Wendell Ford's Edsel - Or How to Delight
the Lobbyists and Enrage the Citizens

Alice H. Suter, Contributing Editor
Sound and Vibration, Jan. 1991

While Congress was embroiled in the budget deliberations last fall, some very important noise legislation slipped by, almost unnoticed. The bill was sponsored by Senator Wendell Ford of Kentucky, chairman of the Senate Aviation Subcommittee, and is known as the Airport Safety and Capacity Expansion Act of 1990. It has been dubbed Ford's Edsel by both Washington attorney Eliot Cutler and aircraft noise expert John Wesler. [FN 1] The legislation's goal was to remove the issue of airport noise (although without necessarily removing the noise) as the principal barrier to airport expansion. This would be done by increasing federal control over local airports, and by doing away with the favorite whipping boy of the airlines, the "patchwork quilt" of local noise rules. These objectives, however, may not be accomplished as anticipated.

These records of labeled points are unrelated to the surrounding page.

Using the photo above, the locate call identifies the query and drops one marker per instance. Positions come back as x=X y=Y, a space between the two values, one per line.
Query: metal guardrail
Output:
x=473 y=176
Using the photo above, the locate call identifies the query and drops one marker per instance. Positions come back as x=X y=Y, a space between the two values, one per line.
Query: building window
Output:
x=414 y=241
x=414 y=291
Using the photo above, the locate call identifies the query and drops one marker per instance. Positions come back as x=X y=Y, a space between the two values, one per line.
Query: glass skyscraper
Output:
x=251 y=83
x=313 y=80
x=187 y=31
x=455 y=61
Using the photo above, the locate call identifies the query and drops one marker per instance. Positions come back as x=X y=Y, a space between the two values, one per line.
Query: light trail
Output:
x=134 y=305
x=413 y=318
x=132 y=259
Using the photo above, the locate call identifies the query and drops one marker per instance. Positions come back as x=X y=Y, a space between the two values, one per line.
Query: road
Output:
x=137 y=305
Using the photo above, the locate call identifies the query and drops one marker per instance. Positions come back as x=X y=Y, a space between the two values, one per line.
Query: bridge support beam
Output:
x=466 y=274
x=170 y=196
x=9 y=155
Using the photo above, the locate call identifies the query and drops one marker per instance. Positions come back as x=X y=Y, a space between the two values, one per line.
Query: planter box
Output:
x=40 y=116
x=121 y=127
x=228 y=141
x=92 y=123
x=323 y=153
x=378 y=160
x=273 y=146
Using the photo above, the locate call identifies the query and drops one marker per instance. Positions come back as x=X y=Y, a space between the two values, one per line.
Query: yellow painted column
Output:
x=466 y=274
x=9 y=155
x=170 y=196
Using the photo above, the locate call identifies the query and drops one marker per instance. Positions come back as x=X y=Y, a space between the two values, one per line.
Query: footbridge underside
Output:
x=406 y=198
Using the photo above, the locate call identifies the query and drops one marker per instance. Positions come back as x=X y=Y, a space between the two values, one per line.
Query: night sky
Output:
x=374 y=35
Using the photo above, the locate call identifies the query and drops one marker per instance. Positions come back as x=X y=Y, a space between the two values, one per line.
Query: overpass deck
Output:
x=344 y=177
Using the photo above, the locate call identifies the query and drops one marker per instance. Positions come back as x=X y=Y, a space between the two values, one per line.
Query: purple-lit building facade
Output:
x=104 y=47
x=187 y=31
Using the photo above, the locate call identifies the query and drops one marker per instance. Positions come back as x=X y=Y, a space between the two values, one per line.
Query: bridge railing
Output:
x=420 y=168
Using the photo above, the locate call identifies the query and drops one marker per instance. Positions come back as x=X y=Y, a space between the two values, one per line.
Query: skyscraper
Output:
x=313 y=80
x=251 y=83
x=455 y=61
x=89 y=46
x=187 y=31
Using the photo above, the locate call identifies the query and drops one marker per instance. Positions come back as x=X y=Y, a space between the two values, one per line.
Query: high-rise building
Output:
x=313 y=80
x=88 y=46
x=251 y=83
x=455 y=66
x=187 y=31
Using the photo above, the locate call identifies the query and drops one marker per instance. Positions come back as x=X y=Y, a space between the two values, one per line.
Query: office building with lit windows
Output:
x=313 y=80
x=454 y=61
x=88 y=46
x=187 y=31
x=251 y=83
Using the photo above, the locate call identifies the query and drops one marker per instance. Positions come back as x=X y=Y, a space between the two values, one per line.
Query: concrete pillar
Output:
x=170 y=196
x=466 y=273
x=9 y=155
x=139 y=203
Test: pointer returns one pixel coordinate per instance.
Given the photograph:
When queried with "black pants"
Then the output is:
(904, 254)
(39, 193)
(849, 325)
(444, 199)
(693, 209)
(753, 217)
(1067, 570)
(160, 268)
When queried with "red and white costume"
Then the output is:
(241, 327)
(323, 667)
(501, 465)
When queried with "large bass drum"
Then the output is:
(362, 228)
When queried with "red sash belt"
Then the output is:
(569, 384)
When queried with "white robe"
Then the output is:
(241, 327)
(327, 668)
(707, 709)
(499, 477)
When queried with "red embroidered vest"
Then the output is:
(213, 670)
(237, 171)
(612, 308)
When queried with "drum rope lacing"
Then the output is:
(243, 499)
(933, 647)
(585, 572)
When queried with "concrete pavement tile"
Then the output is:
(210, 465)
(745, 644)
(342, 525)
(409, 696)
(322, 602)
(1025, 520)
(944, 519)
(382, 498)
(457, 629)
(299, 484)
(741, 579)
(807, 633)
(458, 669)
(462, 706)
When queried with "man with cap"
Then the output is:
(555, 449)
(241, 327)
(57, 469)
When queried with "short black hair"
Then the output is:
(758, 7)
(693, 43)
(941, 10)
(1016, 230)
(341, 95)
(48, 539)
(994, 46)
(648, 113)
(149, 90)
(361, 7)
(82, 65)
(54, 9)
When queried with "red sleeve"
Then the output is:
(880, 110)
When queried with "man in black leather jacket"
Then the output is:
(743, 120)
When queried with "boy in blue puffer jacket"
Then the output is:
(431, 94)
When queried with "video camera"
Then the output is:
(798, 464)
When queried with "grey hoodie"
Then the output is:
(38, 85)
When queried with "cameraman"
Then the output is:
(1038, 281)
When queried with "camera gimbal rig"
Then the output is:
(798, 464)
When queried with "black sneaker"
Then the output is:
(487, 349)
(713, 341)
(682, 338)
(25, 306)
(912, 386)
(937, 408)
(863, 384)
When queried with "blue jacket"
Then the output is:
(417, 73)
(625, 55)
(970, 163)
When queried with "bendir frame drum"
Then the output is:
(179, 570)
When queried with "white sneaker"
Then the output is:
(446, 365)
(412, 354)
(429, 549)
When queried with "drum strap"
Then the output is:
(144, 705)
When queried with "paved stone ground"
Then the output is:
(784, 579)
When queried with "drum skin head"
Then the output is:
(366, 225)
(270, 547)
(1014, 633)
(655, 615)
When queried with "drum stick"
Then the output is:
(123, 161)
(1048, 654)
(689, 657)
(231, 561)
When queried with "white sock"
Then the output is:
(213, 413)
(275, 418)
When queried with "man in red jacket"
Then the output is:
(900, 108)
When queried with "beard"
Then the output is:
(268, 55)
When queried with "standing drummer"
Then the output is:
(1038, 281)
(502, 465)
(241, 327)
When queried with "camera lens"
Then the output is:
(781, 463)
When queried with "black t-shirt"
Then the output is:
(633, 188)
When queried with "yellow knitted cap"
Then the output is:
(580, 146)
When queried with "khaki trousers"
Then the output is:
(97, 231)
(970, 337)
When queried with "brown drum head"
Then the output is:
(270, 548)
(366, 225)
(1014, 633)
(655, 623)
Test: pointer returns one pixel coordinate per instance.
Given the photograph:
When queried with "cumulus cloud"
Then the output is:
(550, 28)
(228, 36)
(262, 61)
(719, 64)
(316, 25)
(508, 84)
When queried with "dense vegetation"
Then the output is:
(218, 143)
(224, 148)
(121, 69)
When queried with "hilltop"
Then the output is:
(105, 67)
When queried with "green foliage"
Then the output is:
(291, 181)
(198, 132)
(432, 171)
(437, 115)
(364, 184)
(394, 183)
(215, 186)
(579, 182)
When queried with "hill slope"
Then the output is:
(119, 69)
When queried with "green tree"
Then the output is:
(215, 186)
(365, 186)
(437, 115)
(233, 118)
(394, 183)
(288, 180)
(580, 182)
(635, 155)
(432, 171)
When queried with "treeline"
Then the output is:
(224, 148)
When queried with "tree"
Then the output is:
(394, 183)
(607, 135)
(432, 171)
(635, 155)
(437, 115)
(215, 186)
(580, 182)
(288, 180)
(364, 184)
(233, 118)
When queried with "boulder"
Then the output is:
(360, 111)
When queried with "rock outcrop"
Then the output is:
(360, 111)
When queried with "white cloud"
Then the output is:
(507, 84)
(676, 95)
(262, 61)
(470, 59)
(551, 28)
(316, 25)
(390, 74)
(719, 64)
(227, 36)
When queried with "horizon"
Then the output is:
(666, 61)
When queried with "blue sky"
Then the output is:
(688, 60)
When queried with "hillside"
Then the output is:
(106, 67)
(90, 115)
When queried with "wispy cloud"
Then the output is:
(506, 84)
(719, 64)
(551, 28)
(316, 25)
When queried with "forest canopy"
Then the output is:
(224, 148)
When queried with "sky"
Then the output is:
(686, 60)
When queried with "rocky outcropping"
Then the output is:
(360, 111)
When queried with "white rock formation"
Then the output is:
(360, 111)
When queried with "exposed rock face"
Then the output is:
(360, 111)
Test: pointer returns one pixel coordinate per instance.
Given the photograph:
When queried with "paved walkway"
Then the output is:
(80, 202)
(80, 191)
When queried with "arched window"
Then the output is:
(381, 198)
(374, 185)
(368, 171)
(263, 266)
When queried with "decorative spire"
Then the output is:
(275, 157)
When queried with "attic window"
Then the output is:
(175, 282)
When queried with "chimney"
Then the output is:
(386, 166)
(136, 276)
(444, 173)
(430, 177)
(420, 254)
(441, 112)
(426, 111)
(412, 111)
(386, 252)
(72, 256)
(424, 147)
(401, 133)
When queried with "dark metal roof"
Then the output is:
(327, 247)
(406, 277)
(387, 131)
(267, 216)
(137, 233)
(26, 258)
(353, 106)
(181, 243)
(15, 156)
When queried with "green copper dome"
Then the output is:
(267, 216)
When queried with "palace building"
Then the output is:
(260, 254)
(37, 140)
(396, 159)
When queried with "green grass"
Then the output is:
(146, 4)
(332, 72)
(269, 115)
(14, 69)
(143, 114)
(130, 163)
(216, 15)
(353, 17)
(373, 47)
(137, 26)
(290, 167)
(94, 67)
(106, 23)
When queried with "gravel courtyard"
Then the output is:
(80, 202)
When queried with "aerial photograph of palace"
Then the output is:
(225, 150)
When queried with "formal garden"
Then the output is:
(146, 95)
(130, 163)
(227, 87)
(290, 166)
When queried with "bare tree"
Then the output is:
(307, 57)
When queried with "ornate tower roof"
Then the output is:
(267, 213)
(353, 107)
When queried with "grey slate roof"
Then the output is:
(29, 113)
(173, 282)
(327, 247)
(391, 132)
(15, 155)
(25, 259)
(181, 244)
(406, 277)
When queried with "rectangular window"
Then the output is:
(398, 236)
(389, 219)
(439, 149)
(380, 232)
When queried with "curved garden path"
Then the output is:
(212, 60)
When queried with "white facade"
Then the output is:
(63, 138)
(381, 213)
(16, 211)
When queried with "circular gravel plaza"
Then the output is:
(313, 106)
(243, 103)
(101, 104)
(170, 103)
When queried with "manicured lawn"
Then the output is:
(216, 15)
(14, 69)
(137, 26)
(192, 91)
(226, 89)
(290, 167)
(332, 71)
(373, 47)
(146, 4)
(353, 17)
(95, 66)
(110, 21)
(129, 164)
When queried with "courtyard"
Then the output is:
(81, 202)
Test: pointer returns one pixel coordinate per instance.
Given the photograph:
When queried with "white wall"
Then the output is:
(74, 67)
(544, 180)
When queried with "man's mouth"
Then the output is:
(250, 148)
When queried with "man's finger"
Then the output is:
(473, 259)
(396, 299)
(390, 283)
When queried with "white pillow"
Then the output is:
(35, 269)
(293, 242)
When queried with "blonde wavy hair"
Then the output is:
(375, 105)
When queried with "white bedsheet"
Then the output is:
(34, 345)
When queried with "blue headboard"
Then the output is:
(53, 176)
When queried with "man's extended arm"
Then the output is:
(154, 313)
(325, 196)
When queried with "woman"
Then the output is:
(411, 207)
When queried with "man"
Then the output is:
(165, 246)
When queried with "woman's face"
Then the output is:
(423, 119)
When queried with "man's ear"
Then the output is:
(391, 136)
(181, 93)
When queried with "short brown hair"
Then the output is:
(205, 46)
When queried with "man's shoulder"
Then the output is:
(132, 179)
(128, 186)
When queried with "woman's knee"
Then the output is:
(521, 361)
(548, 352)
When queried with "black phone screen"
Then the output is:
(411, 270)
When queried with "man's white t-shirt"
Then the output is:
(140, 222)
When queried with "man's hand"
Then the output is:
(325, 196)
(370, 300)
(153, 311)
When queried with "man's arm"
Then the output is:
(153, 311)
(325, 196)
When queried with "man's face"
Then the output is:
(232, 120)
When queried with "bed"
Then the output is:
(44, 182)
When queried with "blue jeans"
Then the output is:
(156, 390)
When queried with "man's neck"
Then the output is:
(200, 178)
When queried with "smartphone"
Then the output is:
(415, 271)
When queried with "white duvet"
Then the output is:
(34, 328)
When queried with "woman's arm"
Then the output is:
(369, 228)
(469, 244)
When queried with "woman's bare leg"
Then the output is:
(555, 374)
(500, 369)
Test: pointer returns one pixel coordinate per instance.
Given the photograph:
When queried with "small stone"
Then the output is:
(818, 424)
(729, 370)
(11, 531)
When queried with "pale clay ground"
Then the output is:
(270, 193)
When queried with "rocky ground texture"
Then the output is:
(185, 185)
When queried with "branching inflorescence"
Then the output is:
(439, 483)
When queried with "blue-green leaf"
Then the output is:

Ford's bill required the Federal Aviation Administration (FAA) to develop and implement a national noise policy. It also drastically curtailed the ability of local airports to impose noise control restrictions. The trade-off was to allow airports to impose passenger facility charges or "head taxes" to pay for their expansion programs. Most of those concerned with noise effects and control (if they were even aware of what was happening at all) believed that such a restrictive bill would go nowhere. No public hearings were held, and public input was not sought, giving further evidence that this was not "serious" legislation.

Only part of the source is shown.